Obesity has become a leading public health issue worldwide. According to the World Health Organization, adult obesity has more than tripled since 1975. In 2022, an estimated 2.5 billion adults were classified as overweight, including 890 million living with obesity. Rising awareness of these trends has contributed to the popularity of intermittent fasting, in which people go for extended periods without eating. Popular methods include the 16:8 plan—16 hours of fasting with an eight-hour eating window—and 24-hour fasts twice per week.
Researchers conducting the review analysed data from 22 randomised clinical trials involving 1,995 adults across North America, Europe, China, Australia, and South America. The studies examined various forms of intermittent fasting, including alternate-day fasting, periodic fasting, and time-restricted feeding, with most following participants for up to 12 months.
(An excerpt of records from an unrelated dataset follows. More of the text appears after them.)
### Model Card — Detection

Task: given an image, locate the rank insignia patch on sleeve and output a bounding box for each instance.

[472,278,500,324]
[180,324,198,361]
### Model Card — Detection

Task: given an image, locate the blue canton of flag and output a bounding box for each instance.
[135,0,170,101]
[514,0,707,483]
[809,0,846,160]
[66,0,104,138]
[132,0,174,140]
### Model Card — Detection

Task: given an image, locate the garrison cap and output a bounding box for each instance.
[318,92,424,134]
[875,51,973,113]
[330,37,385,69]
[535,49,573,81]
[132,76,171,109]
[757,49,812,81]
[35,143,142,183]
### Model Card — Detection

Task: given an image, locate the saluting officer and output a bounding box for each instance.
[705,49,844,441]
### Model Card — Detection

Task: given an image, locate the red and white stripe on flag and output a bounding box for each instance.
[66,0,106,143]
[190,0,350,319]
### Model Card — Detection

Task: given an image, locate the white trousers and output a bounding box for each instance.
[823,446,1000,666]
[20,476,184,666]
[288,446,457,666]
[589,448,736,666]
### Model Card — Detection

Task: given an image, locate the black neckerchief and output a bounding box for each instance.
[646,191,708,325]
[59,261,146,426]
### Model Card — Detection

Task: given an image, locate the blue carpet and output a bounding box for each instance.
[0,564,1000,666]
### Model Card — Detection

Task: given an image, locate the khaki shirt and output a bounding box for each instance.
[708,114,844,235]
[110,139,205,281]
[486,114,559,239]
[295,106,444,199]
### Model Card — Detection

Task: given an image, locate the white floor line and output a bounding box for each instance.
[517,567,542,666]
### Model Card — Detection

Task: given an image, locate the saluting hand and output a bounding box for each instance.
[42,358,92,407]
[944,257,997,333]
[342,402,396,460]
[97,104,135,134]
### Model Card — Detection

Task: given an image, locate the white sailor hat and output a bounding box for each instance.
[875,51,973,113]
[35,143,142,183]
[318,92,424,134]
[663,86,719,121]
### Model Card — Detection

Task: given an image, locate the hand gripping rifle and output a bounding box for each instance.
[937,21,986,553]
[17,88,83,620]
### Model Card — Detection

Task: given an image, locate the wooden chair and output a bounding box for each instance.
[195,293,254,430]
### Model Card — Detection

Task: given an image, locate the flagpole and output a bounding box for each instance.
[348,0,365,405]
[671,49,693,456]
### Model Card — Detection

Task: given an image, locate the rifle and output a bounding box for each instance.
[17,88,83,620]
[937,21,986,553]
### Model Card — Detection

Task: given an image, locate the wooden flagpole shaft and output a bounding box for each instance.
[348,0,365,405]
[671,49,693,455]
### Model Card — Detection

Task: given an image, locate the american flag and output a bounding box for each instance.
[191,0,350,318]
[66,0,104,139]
The review, published in the Cochrane Library, compared fasting with standard dietary advice, such as the Mediterranean diet, and with no intervention. On average, people who practised intermittent fasting lost about 3 percent of their body weight, below the 5 percent threshold doctors often consider necessary to achieve meaningful health benefits. The results showed no clear advantage over traditional diets or maintaining usual eating habits.
Luis Garegnani, lead author of the review from the Universidad Hospital Italiano de Buenos Aires Cochrane Associate Centre, said, “Intermittent fasting just doesn’t seem to work for overweight or obese adults trying to lose weight.” He cautioned against the hype surrounding fasting on social media, noting that it may be a reasonable option for some individuals but lacks strong evidence of superiority.
The review also highlighted gaps in the research. Side effects were inconsistently reported across trials, and most studies involved predominantly white populations in high-income countries. The authors stressed the need for research in low and middle-income countries, where obesity is rising rapidly, and warned that results may vary depending on factors such as age, sex, ethnic background, and underlying health conditions.
Eva Madrid, senior author from the Cochrane Evidence Synthesis Unit Iberoamerica, noted, “With the current evidence available, it’s hard to make a general recommendation. Doctors will need to take a case-by-case approach when advising an overweight adult on losing weight.”
The study underscores that, while intermittent fasting remains popular, its benefits for weight loss may be modest. Experts suggest focusing on sustainable dietary and lifestyle changes rather than expecting dramatic results from fasting alone.